もともとプロヴァンスの石職人だった彼はまず第一に職人であり農夫であり、お金をもらって雇われた私たち誰よりも懸命に働く姿がとても印象的でした。
マークの収穫方法は割と面倒くさいプロセスだったし、クタクタになってもまだ終わらせてくれなくて心の中でブツクサ文句を言いながら働いた日も何度かありましたが、一番懸命に働くボスの姿を見ると雇われている身としてもしっかりやらなきゃと思うのでした。

そしてマークのもったいない病ぶりも印象的でした。(笑)
現在使っているプレスは原始的な手動のプレスを自分で液圧式に改造したものだし、開けたワインのコルクは「断熱に使えるから」(何の?)と言い、とっておく。
またガソリンがもったいないから車も目的地の10mほど前でエンジンを切りギアをニュートラルに戻し、走っている勢いを利用して車を滑らせて到着するほど(このテクニックはオットも何度か試してみたけどなかなか難しいらしい)。

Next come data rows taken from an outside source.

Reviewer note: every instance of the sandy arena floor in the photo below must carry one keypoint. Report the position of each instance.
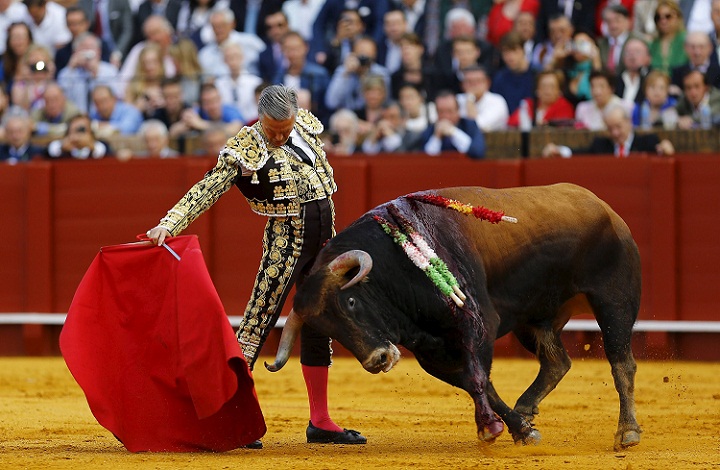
(410, 419)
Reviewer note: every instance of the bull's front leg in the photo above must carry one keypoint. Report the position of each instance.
(489, 424)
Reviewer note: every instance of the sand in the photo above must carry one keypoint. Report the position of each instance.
(409, 418)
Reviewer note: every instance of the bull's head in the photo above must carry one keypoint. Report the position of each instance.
(332, 305)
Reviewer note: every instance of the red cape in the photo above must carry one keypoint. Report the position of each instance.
(148, 341)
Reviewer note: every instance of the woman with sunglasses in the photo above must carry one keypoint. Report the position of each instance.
(667, 49)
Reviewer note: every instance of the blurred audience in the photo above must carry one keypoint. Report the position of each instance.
(452, 132)
(489, 110)
(549, 107)
(79, 142)
(18, 129)
(52, 118)
(621, 142)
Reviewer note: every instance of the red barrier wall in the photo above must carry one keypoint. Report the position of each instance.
(56, 217)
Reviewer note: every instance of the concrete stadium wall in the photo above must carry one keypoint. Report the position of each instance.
(57, 215)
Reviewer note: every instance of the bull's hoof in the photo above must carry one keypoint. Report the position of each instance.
(531, 438)
(626, 439)
(490, 432)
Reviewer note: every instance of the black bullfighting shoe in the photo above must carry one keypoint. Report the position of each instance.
(253, 445)
(321, 436)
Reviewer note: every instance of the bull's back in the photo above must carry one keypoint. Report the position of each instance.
(559, 219)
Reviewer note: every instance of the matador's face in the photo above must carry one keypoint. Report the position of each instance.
(277, 132)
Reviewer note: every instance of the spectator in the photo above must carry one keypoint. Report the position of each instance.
(516, 80)
(271, 59)
(715, 33)
(154, 134)
(156, 29)
(390, 134)
(524, 25)
(19, 39)
(344, 89)
(344, 133)
(667, 50)
(414, 68)
(297, 72)
(488, 110)
(465, 54)
(643, 13)
(581, 59)
(213, 141)
(301, 15)
(503, 14)
(250, 15)
(170, 9)
(698, 98)
(460, 23)
(112, 116)
(333, 51)
(46, 20)
(52, 118)
(171, 112)
(79, 142)
(696, 15)
(549, 107)
(223, 26)
(556, 48)
(78, 24)
(211, 111)
(85, 71)
(417, 112)
(580, 13)
(389, 49)
(113, 24)
(18, 130)
(145, 90)
(194, 16)
(36, 71)
(612, 46)
(657, 107)
(452, 132)
(622, 140)
(11, 11)
(636, 65)
(590, 113)
(330, 19)
(238, 88)
(698, 47)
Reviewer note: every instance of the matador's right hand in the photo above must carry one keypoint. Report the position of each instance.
(158, 234)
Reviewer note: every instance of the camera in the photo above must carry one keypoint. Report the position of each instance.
(38, 66)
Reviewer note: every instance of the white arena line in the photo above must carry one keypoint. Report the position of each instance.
(573, 325)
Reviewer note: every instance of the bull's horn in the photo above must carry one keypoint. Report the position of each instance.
(291, 330)
(349, 260)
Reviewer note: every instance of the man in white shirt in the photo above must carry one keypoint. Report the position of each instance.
(47, 23)
(210, 55)
(488, 109)
(10, 12)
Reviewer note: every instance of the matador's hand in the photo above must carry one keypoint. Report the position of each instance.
(158, 234)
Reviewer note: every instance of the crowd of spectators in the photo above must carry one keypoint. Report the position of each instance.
(382, 75)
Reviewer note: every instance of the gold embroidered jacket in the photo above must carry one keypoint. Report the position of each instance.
(280, 181)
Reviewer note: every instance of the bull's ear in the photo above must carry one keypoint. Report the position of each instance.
(351, 259)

見ているとつい笑ってしまうもったいない病のテクですが、マークの物や資源を大事にする姿勢を目の当たりにして、私たちも使えるものを捨てたりお湯を出しっぱなしにして食器を洗う日常を見直すようになりました。

ここまで書くとマークが単なる変わったおじさんのように思われてしまいそうなので少し真面目な話も。。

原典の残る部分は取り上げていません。